If you ever want to know the true meaning of Christmas, go spend some time with people who have forgiven the murderer of their loved ones.

I recently had the opportunity – in reality, the privilege – of doing so when I was recently invited by the South Carolina Baptist Convention to speak at a special service held at Mother Emanuel AME Church in downtown Charleston.

As I’m sure most Americans remember, three and a half years ago a young man named Dylann Roof walked into Mother Emanuel on the pretense of attending a Wednesday night Bible study. When the study’s prayer time came, he pulled out a gun and started firing. He killed nine people, including the pastor, Rev. Clementa C. Pinckney, a father of two young girls.

After his arrest, Roof, who self-identifies as a white supremacist, confessed his motive for carrying out the shooting was to start a “race war.” He was charged with 33 counts of federal hate crimes and was sentenced to death. He is currently in an Indiana penitentiary, awaiting execution.

Roof’s heinous hate crime shocked the nation, but it was the response from the victims’ families that left us truly speechless.

At a bond hearing two days after the massacre, one family member after another – a daughter, then a mother, granddaughter and sister – told Roof they forgave him.

Nadine Collier, daughter of Ethel Lace, who died at the shooting, said to Roof, “You took something very precious away from me. I will never get to talk to her ever again. I will never be able to hold her again, but I forgive you … If God forgives you, I forgive you.”

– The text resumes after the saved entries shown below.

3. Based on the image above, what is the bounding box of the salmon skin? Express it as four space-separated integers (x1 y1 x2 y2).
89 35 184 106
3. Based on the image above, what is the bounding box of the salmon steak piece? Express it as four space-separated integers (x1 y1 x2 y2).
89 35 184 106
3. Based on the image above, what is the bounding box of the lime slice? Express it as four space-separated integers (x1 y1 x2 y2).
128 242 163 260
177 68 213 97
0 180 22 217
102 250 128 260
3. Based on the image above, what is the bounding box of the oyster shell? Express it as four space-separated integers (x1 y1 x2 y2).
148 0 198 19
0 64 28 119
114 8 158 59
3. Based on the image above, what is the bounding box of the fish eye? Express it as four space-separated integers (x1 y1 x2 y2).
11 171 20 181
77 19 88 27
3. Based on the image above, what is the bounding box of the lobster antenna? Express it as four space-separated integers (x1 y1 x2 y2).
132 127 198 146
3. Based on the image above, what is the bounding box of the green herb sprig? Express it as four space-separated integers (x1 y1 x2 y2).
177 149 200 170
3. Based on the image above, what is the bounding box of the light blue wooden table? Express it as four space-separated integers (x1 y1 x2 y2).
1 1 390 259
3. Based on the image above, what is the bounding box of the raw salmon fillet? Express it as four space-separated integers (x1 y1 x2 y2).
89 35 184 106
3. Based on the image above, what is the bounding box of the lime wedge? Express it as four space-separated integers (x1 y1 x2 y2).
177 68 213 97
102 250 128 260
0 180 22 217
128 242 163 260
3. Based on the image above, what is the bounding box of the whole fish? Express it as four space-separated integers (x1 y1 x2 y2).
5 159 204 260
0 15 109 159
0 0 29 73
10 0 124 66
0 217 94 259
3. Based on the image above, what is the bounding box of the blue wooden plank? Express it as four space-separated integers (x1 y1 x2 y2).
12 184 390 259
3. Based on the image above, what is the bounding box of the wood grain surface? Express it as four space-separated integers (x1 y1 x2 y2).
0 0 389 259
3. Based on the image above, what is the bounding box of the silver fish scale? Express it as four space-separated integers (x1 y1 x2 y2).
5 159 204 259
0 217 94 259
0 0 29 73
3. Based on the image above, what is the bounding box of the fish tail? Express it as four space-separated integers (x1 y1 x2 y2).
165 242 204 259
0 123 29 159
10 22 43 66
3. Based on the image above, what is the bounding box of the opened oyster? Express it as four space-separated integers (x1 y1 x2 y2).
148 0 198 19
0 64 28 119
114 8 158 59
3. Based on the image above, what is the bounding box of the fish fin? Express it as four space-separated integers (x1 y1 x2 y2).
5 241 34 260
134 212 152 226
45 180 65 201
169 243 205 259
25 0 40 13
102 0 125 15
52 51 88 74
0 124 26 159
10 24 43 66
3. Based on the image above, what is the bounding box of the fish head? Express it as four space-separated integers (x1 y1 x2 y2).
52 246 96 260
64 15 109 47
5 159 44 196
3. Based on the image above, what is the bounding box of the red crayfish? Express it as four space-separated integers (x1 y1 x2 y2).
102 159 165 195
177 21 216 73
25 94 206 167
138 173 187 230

“I acknowledge that I am very angry,” said the sister of DePayne Middleton Doctor, another one of Roof’s victims. “But one thing that DePayne … taught me [is] that we are the family that love built. We have no room for hating, so we have to forgive. I pray God on your soul.”

You cannot read those words and not be overcome with emotion. That kind of forgiveness can only come out of a heart that believes love is greater than hate. It can only come out of a heart that knows Jesus.

Christmas is the season when we remember the story of the birth of Jesus – the angels appearing to the awestruck shepherds, the magi following the star across the desert to worship the newborn child, young Mary and Joseph marveling at God’s favor on them, baby Jesus swaddled in a manger. His birth heralded the coming of the Messiah promised of long-ago who would save the world. No other person like Jesus has ever been born or will ever be born on earth.

Yet, as Christians across the world remember the night when Jesus took his first breath, my visit to Mother Emanuel has left me thinking about the afternoon he took his last.

On that day, instead of lying swaddled in a manger, the 33-year-old Jesus hung on a cross for all to see. There were no magi to bring him gifts, only Roman soldiers who spit on him, mocked him and cast lots over his garment. Angels did not appear to announce his coming, but a crude sign was hung over his head, ironically deriding him as “The King of the Jews.”

But as he hung there on that cross, dying for a crime he did not commit on behalf of a people undeserving, Jesus looked up to heaven and said, “Father, forgive them, for they do not know what they are doing.” (Luke 23:34)

This is the Christmas story the family members of the Charleston shooting victims had in mind when they looked at Dylann Roof and said to him, We forgive you.

God’s love can give people the superhuman strength to love and forgive those who have hurt them beyond words. His love can change the world.